Tuesday, February 06, 2007

Ally McBeal Moments

At 6 pm today, I almost shouted at a patient’s mother. The clinic was already close; I was writing my blog and trying to de-stress myself through writing when somebody knocked on the clinic’s door. I went to see who he was. She was a mother with her 4 year old son whom I have seen and diagnosed with Acute Respiratory Infection last Jan 29.

I asked what the problem was and she answered, “Papa-check up po.”

I couldn’t say a word and my only thought was screaming at the top of my lungs, “Are you fucking kidding me? It’s 6 pm!” But of course, it was only a thought.

What puzzles me is the fact that they live a block away from the Clinic, the boy has been coughing for past 5 days and they actually chose to go today, at 6pm? That it didn’t even cross their mind to seek consult with me at 7 am to 5 pm yesterday or even earlier today?

There are a lot of practices in the barrio that I have come to accept since I started being a doctor here last November. But this is one thing that I couldn’t deal, with grace.

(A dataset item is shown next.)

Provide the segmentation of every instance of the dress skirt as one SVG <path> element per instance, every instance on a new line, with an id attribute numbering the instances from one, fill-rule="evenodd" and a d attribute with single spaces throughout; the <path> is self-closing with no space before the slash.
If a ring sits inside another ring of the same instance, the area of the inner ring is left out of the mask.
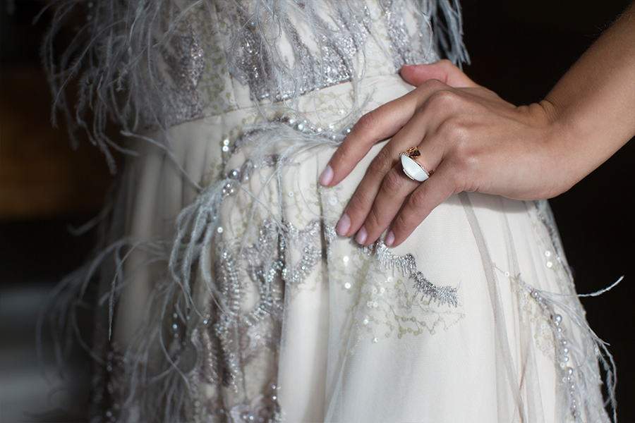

I don’t think I could ever. I always lose my temper with people who come at night for consultation when they’ve had all day to do just that. Their work in the farm is a priority and everything else comes second – yes, even their children’s lives.

As I have always said, I don’t mind being awakened in the middle of the night as long as it’s an emergency. It is part of our job to be on-call for emergencies. But a 5 day history of cough or 3 days history of fever doesn’t constitute an emergency and it gives enough room for consultation during decent hours. Decent meaning 8am to 5pm.

What I am asking and wishing for is some consideration of my time. That they think not only of their time, but my time too. I can’t help but feel insulted sometimes. It’s like they see their time as all important and MINE as dispensable.

I wish I could still scream my anger off.